Come il Comandante Guevara, anche Maradona è ancora più
utile da morto che da vivo. A pochi giorni dal suo 62esimo compleanno (30
ottobre), le sue forme di stregoneria calcistica che già ipnotizzavano il mondo
mentre giocava, e anche quando parlava, sono sopravvissute in altra forma,
perfino più intensa, e ora stanno dando corpo all’incredibile Napoli di questi
primi mesi. Primo in campionato, dominante in Champions League, ma soprattutto
con l’esibizione di un gioco sublime che lascia a bocca aperta tutti quanti, da
Klopp a Di Domenico, da Guardiola a Bordoli (quest’ultimo però conserva quel
tanto di scetticismo verzaschese che gli impedisce slanci prematuri).
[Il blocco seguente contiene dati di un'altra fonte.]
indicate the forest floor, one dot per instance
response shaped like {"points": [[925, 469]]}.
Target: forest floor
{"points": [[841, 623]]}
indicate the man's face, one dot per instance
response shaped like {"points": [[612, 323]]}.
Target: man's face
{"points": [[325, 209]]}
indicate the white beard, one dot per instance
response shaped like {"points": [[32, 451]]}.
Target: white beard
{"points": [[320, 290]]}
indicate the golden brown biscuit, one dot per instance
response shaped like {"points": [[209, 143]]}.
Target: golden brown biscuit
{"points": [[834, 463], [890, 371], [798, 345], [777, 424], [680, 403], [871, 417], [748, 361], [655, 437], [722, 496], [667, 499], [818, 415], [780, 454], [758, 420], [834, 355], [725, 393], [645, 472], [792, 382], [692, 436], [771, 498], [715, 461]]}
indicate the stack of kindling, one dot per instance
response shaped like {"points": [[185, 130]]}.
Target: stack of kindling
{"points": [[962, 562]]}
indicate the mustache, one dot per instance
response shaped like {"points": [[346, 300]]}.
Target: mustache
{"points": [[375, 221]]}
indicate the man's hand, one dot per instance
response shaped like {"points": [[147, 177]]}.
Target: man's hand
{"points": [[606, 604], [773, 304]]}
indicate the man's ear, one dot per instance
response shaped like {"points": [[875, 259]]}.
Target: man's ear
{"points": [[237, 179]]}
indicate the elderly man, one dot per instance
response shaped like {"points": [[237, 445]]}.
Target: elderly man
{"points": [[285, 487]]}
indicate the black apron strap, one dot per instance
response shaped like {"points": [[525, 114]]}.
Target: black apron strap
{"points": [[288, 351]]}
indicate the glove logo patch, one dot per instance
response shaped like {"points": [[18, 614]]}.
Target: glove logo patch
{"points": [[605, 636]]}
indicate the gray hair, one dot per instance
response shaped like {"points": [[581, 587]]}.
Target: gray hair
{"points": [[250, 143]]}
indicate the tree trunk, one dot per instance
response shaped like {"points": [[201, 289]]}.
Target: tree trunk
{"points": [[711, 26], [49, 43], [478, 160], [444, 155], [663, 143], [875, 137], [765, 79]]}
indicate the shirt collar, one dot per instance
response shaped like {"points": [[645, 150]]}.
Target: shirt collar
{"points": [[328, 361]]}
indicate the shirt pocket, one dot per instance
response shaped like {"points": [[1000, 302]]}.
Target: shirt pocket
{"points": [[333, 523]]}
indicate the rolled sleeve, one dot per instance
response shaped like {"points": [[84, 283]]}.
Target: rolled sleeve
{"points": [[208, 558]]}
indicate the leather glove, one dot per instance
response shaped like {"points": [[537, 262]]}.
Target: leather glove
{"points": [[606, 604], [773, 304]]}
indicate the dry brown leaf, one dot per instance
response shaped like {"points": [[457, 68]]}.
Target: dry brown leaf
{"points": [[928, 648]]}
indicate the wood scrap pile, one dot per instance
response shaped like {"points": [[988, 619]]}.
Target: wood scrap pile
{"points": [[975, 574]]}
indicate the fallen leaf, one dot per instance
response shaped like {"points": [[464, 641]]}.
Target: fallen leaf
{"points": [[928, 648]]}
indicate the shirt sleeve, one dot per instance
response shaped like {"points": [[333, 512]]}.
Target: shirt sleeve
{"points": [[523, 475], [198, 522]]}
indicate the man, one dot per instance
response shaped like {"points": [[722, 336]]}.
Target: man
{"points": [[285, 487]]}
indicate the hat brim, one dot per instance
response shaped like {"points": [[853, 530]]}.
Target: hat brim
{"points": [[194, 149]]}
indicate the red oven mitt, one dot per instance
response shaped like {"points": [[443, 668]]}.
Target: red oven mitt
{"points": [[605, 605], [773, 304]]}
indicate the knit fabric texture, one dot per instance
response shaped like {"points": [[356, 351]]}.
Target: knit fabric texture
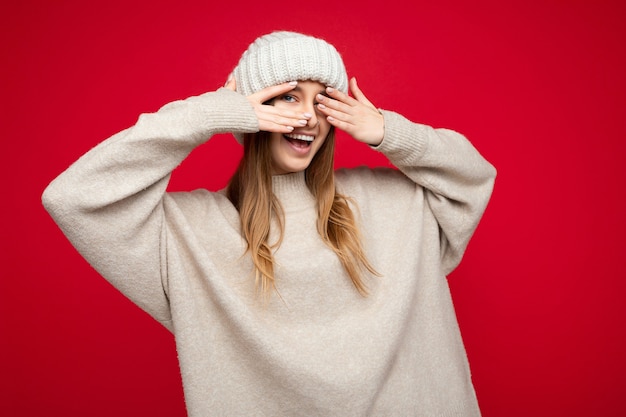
{"points": [[320, 348], [283, 56]]}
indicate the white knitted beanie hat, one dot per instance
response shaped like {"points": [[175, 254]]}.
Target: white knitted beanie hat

Spalletti ha rivelato che i suoi ragazzi, nell’imminenza
delle partite e dentro l’antro sacro dello spogliatoio, “cantano le canzoni di
Maradona”. Manifestando la nostra ignoranza su quali siano le composizioni del
Pibe, immaginiamo però quanto possa battere il corazon con Maradó Maradó e Oh
mamma mamma mamma sai perché.
In più, e questa è una certezza dell’influsso eterno,
Spalletti conferma l’inutilità dell’allenatore quando il Napoli si affida allo
spirito-guida. Del resto, con Diego in campo, nessun allenatore doveva, o
dovrà, inerpicarsi in tattiche: palla a lui e mondo in frantumi, di gioia o
disperazione.
Di questo passo, il Napoli vincerà lo scudetto e forse anche
la Champions, e se lo facesse cantando ecco che in un sol colpo si metterebbero
assieme due stili che fanno della città un modo di essere riconosciuto ovunque
ci sia vita. Ci voleva un Maradona morto e compianto ogni giorno per
raggiungere lo sciamanesimo del Che, due Comandanti uniti nella forza e nella
speranza in un mondo migliore.
Ora potete rinchiudere l’autore di questo delirio e
lasciarlo cantare per sus queridas presencias.